Tampa Bay Times previews St. Pete Opera’s production of “Susannah” that opens on Friday

 

We’re excited about the weekend run of St. Petersburg Opera’s new production of “Susannah.’ Friday is opening night, with shows also on Sunday afternoon and Tuesday evening. And I’m hearing from the maestro himself and from others that this may well be the best production in SPO’s history – and that is saying something.

 

To get you ready for the show, I’ve posted an excerpt from the Tampa Bay Times preview that appeared Thursday. Here’s a link to read the entire story:

http://www.tampabay.com/things-to-do/stage/susannah-is-a-distinctly-american-opera/2163074

 

 

By Jim Harper

Times Correspondent

 

Most people think of opera as a European art form, but it isn’t always. And in the span of three weeks, Tampa Bay stage-lovers will have had a chance to see the two American operas that have been performed more than any other.

 

Susan Hellman plays Susannah

Susan Hellman plays Susannah

The first was familiar — Porgy and Bess — whose updated Broadway version had eight performances at the David A. Straz Jr. Center for the Performing Arts in mid-January.

 

The second, maybe less so. It’s Carlisle Floyd’s Susannah, a tale of hypocrisy and social judgment set in rural east Tennessee, to be performed by the St.
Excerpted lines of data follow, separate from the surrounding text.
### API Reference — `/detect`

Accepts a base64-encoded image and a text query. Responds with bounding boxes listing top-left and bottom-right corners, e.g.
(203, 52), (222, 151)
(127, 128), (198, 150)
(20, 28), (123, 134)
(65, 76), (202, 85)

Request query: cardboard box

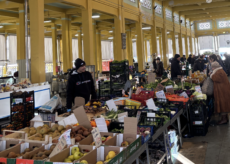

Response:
(104, 117), (141, 158)
(75, 146), (125, 164)
(45, 145), (96, 164)
(78, 132), (117, 145)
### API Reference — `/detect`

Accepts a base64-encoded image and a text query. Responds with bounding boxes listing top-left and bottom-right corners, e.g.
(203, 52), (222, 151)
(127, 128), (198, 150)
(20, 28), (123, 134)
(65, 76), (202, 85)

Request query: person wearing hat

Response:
(66, 58), (97, 109)
(155, 57), (164, 77)
(210, 61), (230, 125)
(171, 54), (181, 80)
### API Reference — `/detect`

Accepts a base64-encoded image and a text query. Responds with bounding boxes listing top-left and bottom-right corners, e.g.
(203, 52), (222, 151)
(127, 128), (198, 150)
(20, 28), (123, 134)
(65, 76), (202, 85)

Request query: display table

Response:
(0, 85), (50, 119)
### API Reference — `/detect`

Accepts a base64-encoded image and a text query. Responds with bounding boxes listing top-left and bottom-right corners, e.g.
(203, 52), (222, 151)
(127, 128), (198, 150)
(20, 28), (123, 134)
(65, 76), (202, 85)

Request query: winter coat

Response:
(156, 62), (164, 77)
(171, 58), (181, 79)
(66, 70), (97, 109)
(192, 59), (204, 72)
(210, 67), (230, 113)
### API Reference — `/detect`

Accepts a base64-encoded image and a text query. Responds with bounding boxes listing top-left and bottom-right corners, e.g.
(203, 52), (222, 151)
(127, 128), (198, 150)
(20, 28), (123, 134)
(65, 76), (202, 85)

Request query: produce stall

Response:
(0, 85), (50, 119)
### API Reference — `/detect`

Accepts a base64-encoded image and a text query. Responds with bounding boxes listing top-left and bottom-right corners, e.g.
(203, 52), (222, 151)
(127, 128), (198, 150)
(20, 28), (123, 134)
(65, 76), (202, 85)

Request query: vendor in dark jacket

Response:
(171, 54), (181, 79)
(66, 58), (97, 109)
(156, 57), (164, 77)
(192, 55), (204, 72)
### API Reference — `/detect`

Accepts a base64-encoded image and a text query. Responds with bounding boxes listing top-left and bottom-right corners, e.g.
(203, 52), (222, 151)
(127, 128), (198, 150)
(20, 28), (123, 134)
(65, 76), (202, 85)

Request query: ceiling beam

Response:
(179, 7), (230, 15)
(44, 5), (65, 13)
(190, 15), (230, 21)
(168, 0), (223, 7)
(173, 2), (230, 11)
(186, 11), (229, 18)
(0, 11), (19, 18)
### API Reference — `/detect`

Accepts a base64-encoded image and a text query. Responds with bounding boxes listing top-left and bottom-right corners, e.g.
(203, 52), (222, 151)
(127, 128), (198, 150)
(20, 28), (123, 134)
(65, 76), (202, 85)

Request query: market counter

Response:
(0, 85), (50, 119)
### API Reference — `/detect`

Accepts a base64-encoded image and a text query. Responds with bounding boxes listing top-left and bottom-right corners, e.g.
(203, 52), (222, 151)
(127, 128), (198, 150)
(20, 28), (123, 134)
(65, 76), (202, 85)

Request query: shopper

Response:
(66, 58), (97, 109)
(192, 55), (204, 72)
(180, 55), (186, 63)
(156, 57), (164, 77)
(209, 54), (227, 74)
(171, 54), (181, 80)
(210, 61), (230, 125)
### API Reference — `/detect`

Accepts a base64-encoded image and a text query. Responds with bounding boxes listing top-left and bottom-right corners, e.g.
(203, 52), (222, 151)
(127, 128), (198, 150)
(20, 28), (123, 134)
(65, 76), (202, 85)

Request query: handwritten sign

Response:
(156, 90), (166, 99)
(155, 84), (164, 92)
(91, 128), (102, 147)
(146, 98), (157, 111)
(49, 136), (67, 158)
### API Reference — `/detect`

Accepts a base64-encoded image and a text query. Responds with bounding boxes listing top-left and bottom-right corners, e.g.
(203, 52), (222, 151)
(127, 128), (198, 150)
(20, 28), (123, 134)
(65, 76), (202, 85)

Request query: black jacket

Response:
(171, 58), (181, 79)
(192, 58), (204, 72)
(156, 62), (164, 76)
(66, 70), (97, 109)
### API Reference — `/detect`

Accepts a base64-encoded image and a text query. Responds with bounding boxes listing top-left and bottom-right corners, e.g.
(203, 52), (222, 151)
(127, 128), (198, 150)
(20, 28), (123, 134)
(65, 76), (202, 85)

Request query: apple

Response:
(71, 147), (80, 155)
(73, 152), (81, 160)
Petersburg Opera Company this weekend at the Palladium Theater.

 

One reason for both operas’ popularity may be how they draw on distinctly American kinds of music — jazz and blues for Porgy; Appalachian folk tunes and the evangelical hymns that tamed the American countryside for Susannah.

 

Aaron Copland used similar folk sources to try to write the quintessential American opera, but he did not succeed. Instead, Floyd’s compact 100-minute work, which was written and premiered in Tallahassee, of all places, in 1955, has emerged as second only to Porgy in frequency of production.

 

Floyd, who taught piano and composition at Florida State University for 30 years, will be present for Friday’s opening night.

 

Mark Sforzini, St. Petersburg Opera’s artistic director, says he was drawn to Susannah for several reasons, not least his own connection to FSU, where he studied and first became aware of Floyd’s career. (The two’s tenure in Tallahassee did not overlap; Floyd moved to the University of Houston in 1976, facilitating a long association with the Houston Grand Opera. At age 87, Floyd is again living — and composing — in Tallahassee.)

 

Sforzini also likes the thematic relevance of Susannah. The title character is an 18-year-old woman, orphaned and raised by an older brother. Her beauty attracts both the attention of the town’s menfolk and the jealousy of their wives. When Susannah is discovered innocently swimming nude in a creek near her house, gossip and condemnation ensue. Eventually, Susannah is raped by her chief tormentor, a visiting evangelist who has publicly called on her to repent.

 

Sforzini thinks of fallen preachers such as Jim Bakker and Ted Haggard: “These figures who are supposed to be so highly regarded, and they teach all these things to their congregations but they turn around and do just the opposite.”

 

But Susannah reaches beyond the failings of an individual. With a supporting cast and chorus of more than 50, including a dozen children, the opera shows how gossip and community pressure can feed a hateful mob mentality not unlike the cases of teenaged cyber-bullying we read about today.

 

Musically, Susannah has a lyrical quality not unlike Puccini’s, along with the open tonal sonorities that listeners might association with Copland or Samuel Barber. Floyd is generally regarded as a musical conservative, in contrast to the avant-garde tendencies of his generation and of operatic successors such as John Adams and Phillip Glass.

 

“But,” says Sforzini, “the music is really woven together with great craft.”